The American Interest

Rudderless at the Pentagon

Chuck Hagel’s abrupt departure from the Pentagon on November 24 became inevitable after weeks of disagreement with the White House over strategy against the Islamic State (IS).  The split had become public a month earlier, when Hagel’s blunt two-page memorandum on Middle East policy was leaked to the press.  Addressed to national security advisor Susan Rice, the memo warned that the campaign against the Islamic State would unravel unless there was greater clarity regarding Washington’s intentions in Syria.

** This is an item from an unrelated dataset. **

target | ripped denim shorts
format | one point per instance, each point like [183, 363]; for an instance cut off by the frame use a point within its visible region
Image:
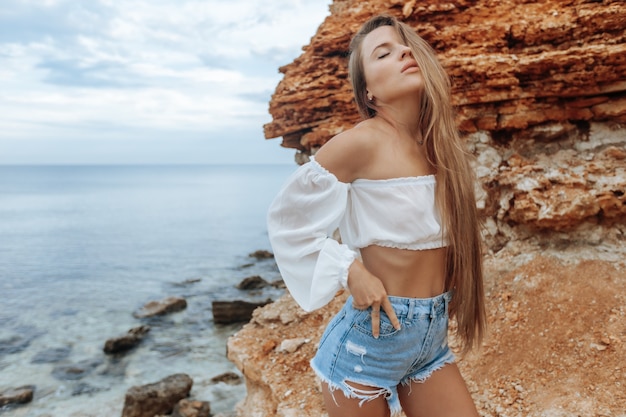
[348, 352]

Hagel was ambivalent.  On the one hand, he was uncomfortable with the insistence of humanitarian bombers on Obama’s team—notably Rice and U.N. Ambassador Samantha Power—that targeting the regime of Syria’s president Bashar al-Assad should be an integral part of anti-IS strategy.  On the other, he was aware that the nascent anti-IS coalition could unravel if its stridently anti-Assad members, such as Saudi Arabia, decided that the effort was no longer worth their while.  All along he was unable to spell out what would constitute victory against the Islamic State and how the current strategy is going to achieve it.

To make things worse for Hagel, his relations with Gen. Martin Dempsey, chairman of the Joint Chiefs of Staff, had become strained because of the latter’s doubts about Obama’s “no boots on the ground” approach to the Islamic...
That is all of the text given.